Finding Balance with Chronic Illness

I wanted to write this post today because it is based on where I am currently at in my chronic illness journey. I have been steadily gaining more diagnoses and changing treatments. My doctors tell me that they don’t know how I’m doing what I am doing. My therapist asks me how I feel about it. Truthfully it can be overwhelming. And where I am at is trying to find balance.

What is There to Balance?

I am an incredibly driven and stubborn person. I am not one that listens to what doctors say that I’m not capable of doing. Hard things and working hard do not scare me. However, my health is getting to the point that some things just aren’t possible. Sometimes the symptoms at night are scary. These things mixed together make me feel overwhelmed and in need of some balance. So what are we balancing?
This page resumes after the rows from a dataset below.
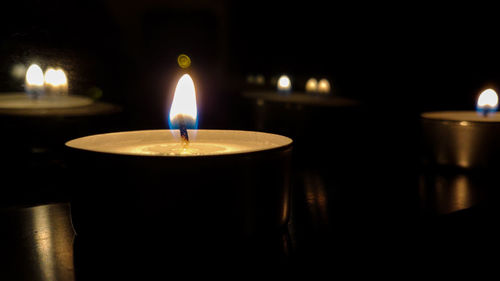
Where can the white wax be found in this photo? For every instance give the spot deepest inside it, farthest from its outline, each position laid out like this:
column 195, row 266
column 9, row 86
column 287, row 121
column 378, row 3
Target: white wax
column 23, row 101
column 467, row 116
column 168, row 142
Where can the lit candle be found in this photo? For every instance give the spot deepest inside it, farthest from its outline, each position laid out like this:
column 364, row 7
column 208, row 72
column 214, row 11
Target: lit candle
column 34, row 81
column 210, row 170
column 56, row 82
column 43, row 92
column 464, row 138
column 284, row 84
column 182, row 120
column 323, row 86
column 312, row 85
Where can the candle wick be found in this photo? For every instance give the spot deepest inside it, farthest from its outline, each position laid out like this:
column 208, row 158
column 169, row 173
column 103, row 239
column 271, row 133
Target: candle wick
column 183, row 131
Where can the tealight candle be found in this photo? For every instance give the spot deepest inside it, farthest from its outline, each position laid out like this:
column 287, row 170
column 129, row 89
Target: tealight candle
column 465, row 139
column 34, row 81
column 56, row 82
column 44, row 92
column 323, row 86
column 312, row 85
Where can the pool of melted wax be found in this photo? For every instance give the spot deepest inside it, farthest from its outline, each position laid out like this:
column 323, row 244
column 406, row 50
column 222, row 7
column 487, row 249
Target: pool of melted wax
column 191, row 149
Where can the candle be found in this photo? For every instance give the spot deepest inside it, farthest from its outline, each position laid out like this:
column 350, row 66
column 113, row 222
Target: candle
column 466, row 139
column 284, row 84
column 312, row 85
column 34, row 81
column 323, row 86
column 56, row 83
column 43, row 92
column 233, row 182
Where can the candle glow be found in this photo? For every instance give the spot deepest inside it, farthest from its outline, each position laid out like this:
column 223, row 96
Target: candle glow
column 56, row 82
column 487, row 103
column 284, row 84
column 34, row 81
column 323, row 86
column 34, row 76
column 312, row 85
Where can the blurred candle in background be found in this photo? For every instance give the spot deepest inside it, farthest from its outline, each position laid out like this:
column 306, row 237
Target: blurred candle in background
column 34, row 81
column 56, row 82
column 323, row 86
column 312, row 85
column 284, row 84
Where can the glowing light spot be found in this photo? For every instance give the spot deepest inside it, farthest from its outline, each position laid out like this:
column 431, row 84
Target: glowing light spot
column 284, row 83
column 324, row 86
column 312, row 85
column 487, row 103
column 183, row 61
column 34, row 76
column 488, row 98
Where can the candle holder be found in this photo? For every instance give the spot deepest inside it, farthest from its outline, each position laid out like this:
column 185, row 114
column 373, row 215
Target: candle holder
column 223, row 205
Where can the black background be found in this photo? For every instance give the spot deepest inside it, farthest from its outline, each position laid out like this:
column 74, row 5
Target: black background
column 397, row 59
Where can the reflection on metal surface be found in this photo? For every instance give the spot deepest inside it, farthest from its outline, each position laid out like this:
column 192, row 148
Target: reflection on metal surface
column 316, row 197
column 444, row 194
column 38, row 243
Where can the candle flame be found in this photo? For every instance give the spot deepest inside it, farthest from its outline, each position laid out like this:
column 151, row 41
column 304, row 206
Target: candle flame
column 183, row 107
column 487, row 101
column 34, row 76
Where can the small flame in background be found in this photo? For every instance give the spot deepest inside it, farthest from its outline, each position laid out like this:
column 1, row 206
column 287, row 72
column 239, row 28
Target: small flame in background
column 284, row 84
column 56, row 82
column 34, row 76
column 487, row 103
column 184, row 104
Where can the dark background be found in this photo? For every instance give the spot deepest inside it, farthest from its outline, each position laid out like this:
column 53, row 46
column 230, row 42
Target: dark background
column 407, row 57
column 398, row 60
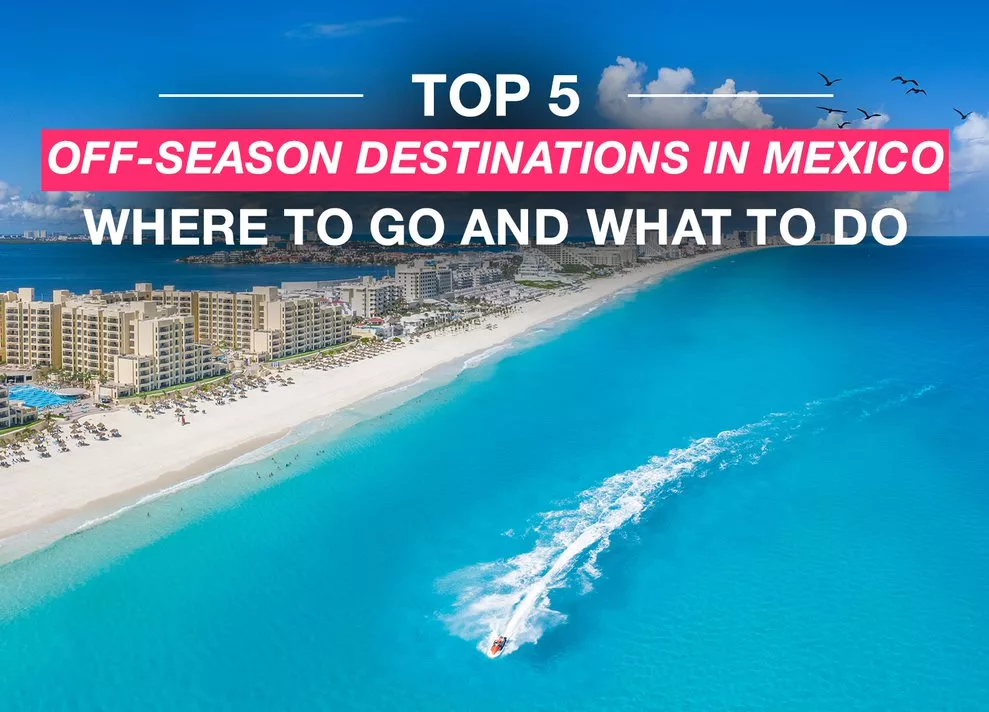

  • Physical health needs vs Mental health needs
  • Being able to do the have tos: doctors, therapies, treatments, work, and life things with being able to do social things with family/friends and hobbies I enjoy
  • Aspirations for the future vs What is reasonable given my health needs
  • Acceptance of my lifelong conditions vs Not giving up
  • Being independent vs Asking for help when needed

Why This Gets Tricky

There are several reasons why finding balance gets tricky. The first being that quite honestly, I have high expectations of myself and want to do all the things. There are also certain road blocks like financials, amount of available energy, and being a single person.

The hardest piece though is that my disabilities and conditions are dynamic. This means that what I am capable of depends on the day or even the time of the day. For example, when we think about what is too much. Some days going up the stairs at work is too much vs other days where I can take a hike if following precautions. It isn’t always clear why. And there are many triggers for my newest condition (and overdoing it isn’t the only one).

My Plans

I don’t have the best answer right now. That is okay! My goal is to work on pacing. Going at a slower pace when doing a physical task. Taking more breaks. Asking for help with physical tasks. Recognizing that some days have to be rest days and that isn’t a bad thing. Giving myself more grace and more credit for all the things that I am managing to do. These things don’t make me less than, a burden, or less strong/capable. I got this!